Lula prometeu se reunir nesta segunda-feira (25) com o presidente da Câmara, Hugo Motta (Republicanos-PB), para negociar a aprovação da PEC. O governo defende a aplicação imediata da nova jornada, enquanto parte dos parlamentares pressiona por uma redução gradual até 2028. Há também uma emenda alternativa, apoiada por mais de 170 deputados, que abre espaço para acordos individuais de até 52 horas semanais e prevê incentivos fiscais às empresas.

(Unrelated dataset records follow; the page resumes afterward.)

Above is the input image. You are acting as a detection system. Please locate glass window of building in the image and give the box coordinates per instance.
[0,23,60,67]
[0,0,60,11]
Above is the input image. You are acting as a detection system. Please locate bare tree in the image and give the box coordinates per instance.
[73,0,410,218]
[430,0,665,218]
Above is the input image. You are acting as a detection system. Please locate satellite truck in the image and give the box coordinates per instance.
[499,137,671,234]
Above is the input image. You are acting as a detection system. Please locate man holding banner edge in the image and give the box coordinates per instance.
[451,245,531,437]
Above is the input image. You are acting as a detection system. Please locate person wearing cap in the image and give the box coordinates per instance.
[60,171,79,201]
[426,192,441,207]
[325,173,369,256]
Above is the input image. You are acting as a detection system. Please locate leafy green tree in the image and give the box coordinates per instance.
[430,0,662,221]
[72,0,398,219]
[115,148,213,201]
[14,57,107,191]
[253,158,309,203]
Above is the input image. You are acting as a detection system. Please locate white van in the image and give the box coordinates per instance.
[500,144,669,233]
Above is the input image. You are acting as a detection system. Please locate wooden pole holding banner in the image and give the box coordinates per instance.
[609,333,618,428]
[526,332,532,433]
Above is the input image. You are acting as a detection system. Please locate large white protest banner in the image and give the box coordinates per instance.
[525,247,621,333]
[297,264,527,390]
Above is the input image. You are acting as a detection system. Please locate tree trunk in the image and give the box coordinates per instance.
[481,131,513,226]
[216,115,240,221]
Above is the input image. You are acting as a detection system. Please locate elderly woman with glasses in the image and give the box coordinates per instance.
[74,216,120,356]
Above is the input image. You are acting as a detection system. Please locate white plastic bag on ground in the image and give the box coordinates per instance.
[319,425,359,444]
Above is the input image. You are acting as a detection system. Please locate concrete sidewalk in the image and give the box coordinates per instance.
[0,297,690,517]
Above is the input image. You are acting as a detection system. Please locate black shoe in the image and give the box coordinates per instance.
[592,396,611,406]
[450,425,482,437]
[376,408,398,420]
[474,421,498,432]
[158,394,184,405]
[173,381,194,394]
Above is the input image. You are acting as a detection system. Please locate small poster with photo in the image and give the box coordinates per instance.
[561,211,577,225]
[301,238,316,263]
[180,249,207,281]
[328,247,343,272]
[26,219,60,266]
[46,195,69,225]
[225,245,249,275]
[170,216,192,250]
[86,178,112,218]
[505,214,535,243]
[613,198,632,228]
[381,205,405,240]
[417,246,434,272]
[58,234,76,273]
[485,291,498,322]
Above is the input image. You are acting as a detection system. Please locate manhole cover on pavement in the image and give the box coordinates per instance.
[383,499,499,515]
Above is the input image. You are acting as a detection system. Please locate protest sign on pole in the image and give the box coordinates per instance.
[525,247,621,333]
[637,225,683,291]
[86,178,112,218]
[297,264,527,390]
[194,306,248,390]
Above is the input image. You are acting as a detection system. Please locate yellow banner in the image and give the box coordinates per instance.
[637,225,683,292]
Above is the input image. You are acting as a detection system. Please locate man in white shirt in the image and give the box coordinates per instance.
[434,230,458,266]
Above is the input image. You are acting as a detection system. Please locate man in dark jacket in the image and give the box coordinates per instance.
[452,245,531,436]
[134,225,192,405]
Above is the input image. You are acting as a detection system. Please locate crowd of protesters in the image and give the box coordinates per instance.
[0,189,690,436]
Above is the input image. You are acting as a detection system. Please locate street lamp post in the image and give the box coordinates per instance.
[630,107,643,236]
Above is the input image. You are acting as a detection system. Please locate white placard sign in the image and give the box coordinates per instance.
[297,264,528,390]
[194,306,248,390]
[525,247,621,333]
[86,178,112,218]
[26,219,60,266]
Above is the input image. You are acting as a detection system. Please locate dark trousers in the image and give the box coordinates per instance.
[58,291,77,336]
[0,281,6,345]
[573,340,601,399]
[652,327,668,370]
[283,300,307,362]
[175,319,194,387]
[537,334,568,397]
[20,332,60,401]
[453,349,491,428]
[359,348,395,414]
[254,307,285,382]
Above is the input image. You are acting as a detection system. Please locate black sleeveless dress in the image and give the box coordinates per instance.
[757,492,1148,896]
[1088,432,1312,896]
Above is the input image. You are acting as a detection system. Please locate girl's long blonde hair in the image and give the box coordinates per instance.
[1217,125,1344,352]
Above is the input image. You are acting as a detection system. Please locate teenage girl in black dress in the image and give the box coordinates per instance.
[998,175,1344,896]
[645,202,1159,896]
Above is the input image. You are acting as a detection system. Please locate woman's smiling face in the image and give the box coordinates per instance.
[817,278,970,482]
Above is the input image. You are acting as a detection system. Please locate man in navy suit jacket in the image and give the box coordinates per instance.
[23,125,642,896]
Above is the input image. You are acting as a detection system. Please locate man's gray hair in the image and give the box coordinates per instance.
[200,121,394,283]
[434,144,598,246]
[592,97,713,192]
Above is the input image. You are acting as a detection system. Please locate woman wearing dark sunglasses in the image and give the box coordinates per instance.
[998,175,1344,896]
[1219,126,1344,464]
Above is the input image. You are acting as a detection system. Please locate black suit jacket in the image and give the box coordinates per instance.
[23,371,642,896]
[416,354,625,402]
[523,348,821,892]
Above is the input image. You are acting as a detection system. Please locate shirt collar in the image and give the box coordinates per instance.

O relator, deputado Leo Prates, deve apresentar seu parecer nesta segunda-feira (25). A expectativa é que o texto seja votado na comissão especial até quarta-feira (27), antes de seguir ao plenário. Se aprovado, o projeto ainda precisará passar pelo Senado.
A proposta pode impactar diretamente cerca de 16 milhões de trabalhadores, sobretudo em setores como comércio, serviços e saúde, onde a escala 6×1 é predominante. Para especialistas, a mudança representa um marco nas relações trabalhistas, mas levanta dúvidas sobre custos para empresas e adaptação de setores essenciais.